My 2001 7.3 is closing in on half a million miles and I really like the way the new F350s look so I am thinking a new truck is coming sooner than later. 

I am going to run the 7.3 until I see it flip 500,000 and was curious if it's realistic to expect to get 400,000 + miles out of a new Ford diesel. 

I hear a lot of positive reviews on the power, run quality, and reliability but not sure how many people have considerable miles on one towing at least 50% of the time? I thought maybe some of you guys get a lot of windshield time and could help me out?


----------



## Frontier2104 (Jul 16, 2012)

SailandSkiCenter said:


> My 2001 7.3 is closing in on half a million miles and I really like the way the new F350s look so I am thinking a new truck is coming sooner than later.
> 
> I am going to run the 7.3 until I see it flip 500,000 and was curious if it's realistic to expect to get 400,000 + miles out of a new Ford diesel.
> 
> I hear a lot of positive reviews on the power, run quality, and reliability but not sure how many people have considerable miles on one towing at least 50% of the time? I thought maybe some of you guys get a lot of windshield time and could help me out?

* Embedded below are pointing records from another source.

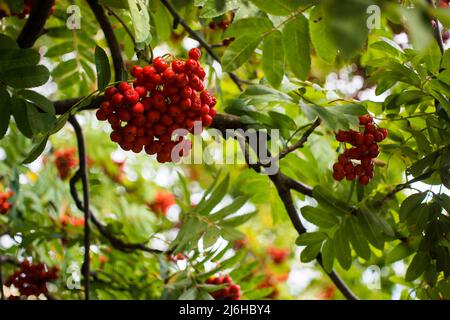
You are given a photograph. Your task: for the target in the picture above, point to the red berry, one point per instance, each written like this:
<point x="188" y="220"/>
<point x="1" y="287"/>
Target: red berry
<point x="117" y="100"/>
<point x="124" y="114"/>
<point x="178" y="66"/>
<point x="137" y="109"/>
<point x="136" y="71"/>
<point x="101" y="115"/>
<point x="207" y="120"/>
<point x="123" y="87"/>
<point x="365" y="119"/>
<point x="131" y="97"/>
<point x="169" y="75"/>
<point x="160" y="64"/>
<point x="110" y="92"/>
<point x="364" y="180"/>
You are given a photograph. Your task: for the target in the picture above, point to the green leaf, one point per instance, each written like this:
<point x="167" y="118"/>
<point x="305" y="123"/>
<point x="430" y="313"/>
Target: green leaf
<point x="282" y="121"/>
<point x="37" y="150"/>
<point x="320" y="217"/>
<point x="320" y="35"/>
<point x="141" y="20"/>
<point x="42" y="102"/>
<point x="25" y="77"/>
<point x="208" y="203"/>
<point x="40" y="122"/>
<point x="328" y="255"/>
<point x="296" y="46"/>
<point x="248" y="26"/>
<point x="281" y="7"/>
<point x="239" y="220"/>
<point x="401" y="251"/>
<point x="189" y="294"/>
<point x="337" y="117"/>
<point x="273" y="58"/>
<point x="342" y="249"/>
<point x="5" y="111"/>
<point x="13" y="58"/>
<point x="230" y="209"/>
<point x="410" y="203"/>
<point x="310" y="252"/>
<point x="417" y="266"/>
<point x="20" y="114"/>
<point x="358" y="241"/>
<point x="60" y="49"/>
<point x="329" y="202"/>
<point x="239" y="52"/>
<point x="103" y="69"/>
<point x="347" y="22"/>
<point x="215" y="8"/>
<point x="310" y="238"/>
<point x="231" y="234"/>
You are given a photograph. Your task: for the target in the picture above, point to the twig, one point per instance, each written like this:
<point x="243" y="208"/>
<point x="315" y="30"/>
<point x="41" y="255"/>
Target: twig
<point x="437" y="30"/>
<point x="111" y="39"/>
<point x="300" y="143"/>
<point x="83" y="174"/>
<point x="2" y="293"/>
<point x="139" y="53"/>
<point x="34" y="26"/>
<point x="202" y="42"/>
<point x="115" y="242"/>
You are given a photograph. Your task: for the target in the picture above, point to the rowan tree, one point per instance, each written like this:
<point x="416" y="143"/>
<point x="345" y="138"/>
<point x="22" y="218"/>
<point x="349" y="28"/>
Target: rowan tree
<point x="352" y="95"/>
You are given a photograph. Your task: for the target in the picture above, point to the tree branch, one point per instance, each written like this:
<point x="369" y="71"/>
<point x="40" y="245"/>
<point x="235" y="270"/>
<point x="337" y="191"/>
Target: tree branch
<point x="35" y="24"/>
<point x="194" y="35"/>
<point x="437" y="30"/>
<point x="2" y="293"/>
<point x="83" y="174"/>
<point x="115" y="242"/>
<point x="111" y="39"/>
<point x="299" y="144"/>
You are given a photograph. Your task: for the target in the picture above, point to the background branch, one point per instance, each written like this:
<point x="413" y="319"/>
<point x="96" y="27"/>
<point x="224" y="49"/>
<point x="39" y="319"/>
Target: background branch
<point x="83" y="174"/>
<point x="35" y="24"/>
<point x="179" y="20"/>
<point x="111" y="38"/>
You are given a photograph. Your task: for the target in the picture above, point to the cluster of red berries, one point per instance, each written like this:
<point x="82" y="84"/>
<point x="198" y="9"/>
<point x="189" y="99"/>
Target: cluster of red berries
<point x="278" y="255"/>
<point x="5" y="205"/>
<point x="365" y="149"/>
<point x="28" y="5"/>
<point x="65" y="161"/>
<point x="162" y="202"/>
<point x="32" y="278"/>
<point x="163" y="99"/>
<point x="230" y="292"/>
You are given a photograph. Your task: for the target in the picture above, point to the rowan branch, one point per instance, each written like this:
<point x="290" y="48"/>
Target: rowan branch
<point x="437" y="30"/>
<point x="179" y="20"/>
<point x="83" y="174"/>
<point x="300" y="143"/>
<point x="115" y="242"/>
<point x="110" y="37"/>
<point x="34" y="26"/>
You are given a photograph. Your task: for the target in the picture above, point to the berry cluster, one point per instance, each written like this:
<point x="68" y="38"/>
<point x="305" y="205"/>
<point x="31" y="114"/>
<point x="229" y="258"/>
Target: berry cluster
<point x="65" y="161"/>
<point x="230" y="292"/>
<point x="163" y="98"/>
<point x="32" y="278"/>
<point x="27" y="7"/>
<point x="5" y="205"/>
<point x="162" y="202"/>
<point x="365" y="149"/>
<point x="278" y="255"/>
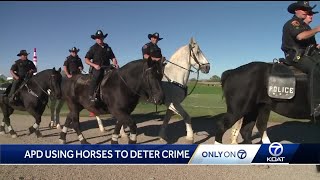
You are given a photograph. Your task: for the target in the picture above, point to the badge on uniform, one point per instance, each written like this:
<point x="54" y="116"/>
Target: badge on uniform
<point x="296" y="24"/>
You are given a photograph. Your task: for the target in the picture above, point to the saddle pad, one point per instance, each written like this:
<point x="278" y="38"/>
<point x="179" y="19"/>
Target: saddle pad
<point x="282" y="82"/>
<point x="4" y="88"/>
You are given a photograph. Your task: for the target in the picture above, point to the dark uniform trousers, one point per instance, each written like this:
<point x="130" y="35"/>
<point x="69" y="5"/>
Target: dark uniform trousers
<point x="310" y="66"/>
<point x="97" y="76"/>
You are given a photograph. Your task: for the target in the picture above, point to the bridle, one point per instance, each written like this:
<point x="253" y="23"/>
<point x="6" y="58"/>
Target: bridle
<point x="195" y="58"/>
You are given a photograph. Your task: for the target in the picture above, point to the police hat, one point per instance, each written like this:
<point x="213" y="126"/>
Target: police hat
<point x="312" y="12"/>
<point x="74" y="49"/>
<point x="99" y="34"/>
<point x="156" y="35"/>
<point x="304" y="5"/>
<point x="23" y="52"/>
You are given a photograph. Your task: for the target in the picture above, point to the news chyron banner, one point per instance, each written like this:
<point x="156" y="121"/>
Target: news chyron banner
<point x="274" y="153"/>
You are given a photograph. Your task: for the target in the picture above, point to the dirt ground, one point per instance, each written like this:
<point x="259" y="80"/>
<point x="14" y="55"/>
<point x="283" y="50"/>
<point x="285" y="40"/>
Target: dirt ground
<point x="148" y="128"/>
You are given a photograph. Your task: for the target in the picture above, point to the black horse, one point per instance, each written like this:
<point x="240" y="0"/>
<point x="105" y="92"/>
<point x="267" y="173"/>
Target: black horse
<point x="246" y="92"/>
<point x="33" y="98"/>
<point x="120" y="90"/>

That 7.3 is a heck of a good diesel engine. Your mileage isn't shocking for that engine. If it still runs good why get rid of it?


----------



## paragod (Aug 25, 2006)

I hope so I have a new one and 2 7.3s one has 400k on it now and runs and drives great the new engine I expect everything around it to fall apart hope Im wrong first new ford in 15 yrs If I had paid attention I would have stayed dodge with the manual 6spd . Plastic plastic and more plastic.


----------



## Mako232 (Sep 16, 2005)

Bought a new 2017 350. But I still have the 2000 7.3 with well over 325k miles. The new truck has more hp, nicer features, more overall capability. But it doesn't have the sound of the 7.3. Excluding the engine and tranny, the older truck is just getting worn out. Body, suspension, interior, and ride of the 7.3 has faded. But i'm keeping it because it still has a lot of capability. I should clarify my son is keeping it. Lucky man.


----------



## ReelWork (May 21, 2004)

I've got a 2011 F250 with 126k miles and it runs like a scalded ape.


----------



## Rotella-T (Jul 25, 2016)

I would not worry at all about the 6.7 diesel for 150 thousand miles or so but after that I would expect problems with all of the emissions stuff. 
I have an F-350 but it is 6.2 gas.


----------



## kodman1 (Sep 16, 2005)

My 2015 F250 6.7 has 108,000 as of today, just broke in. No problems so far.


----------



## D.L. (Sep 13, 2007)

2012 with 168000 miles. Deleted all emisions at 160


----------



## sotexhookset (Jun 4, 2011)

190ish. Zero problems from day one.


----------



## Rotella-T (Jul 25, 2016)

Agreed the stock 6.7 fords are extremely quiet. Are the deleted trucks sounding good?


----------



## Wizness (Jun 15, 2011)

I have a 2012 with a massive 14k miles. Wish i could drive it more.


----------



## Reel Cajun (Aug 1, 2006)

*6.7*

2015 25 months old 102,000 no problems at all to date.


----------



## ReelWork (May 21, 2004)

D.L. said:


> 2012 with 168000 miles. Deleted all emisions at 160


And aren't you glad you did?


----------



## Profish00 (May 21, 2004)

101,000 on my 2012 deleted at 36,000.


----------



## Frontier2104 (Jul 16, 2012)

Did the delete mods on my DMax at 100,000 boy what a difference


----------



## DSL_PWR (Jul 22, 2009)

2015 Ford F-350 deleted at 5000 miles. just rolled 25000 miles and no issues.


----------



## Back-Lake-Outdoors (Apr 3, 2014)

2012 model / manufactured 2011
F250 4x4 crew cab short bed
Pro Comp leveling kit with F350 blocks
35x12.50 R22 Toyo RT

deleted at 10k
XRT programmer
Now have 140k

Turbo replaced at 30k under warranty 
(my fault for not tuning down to tow mode)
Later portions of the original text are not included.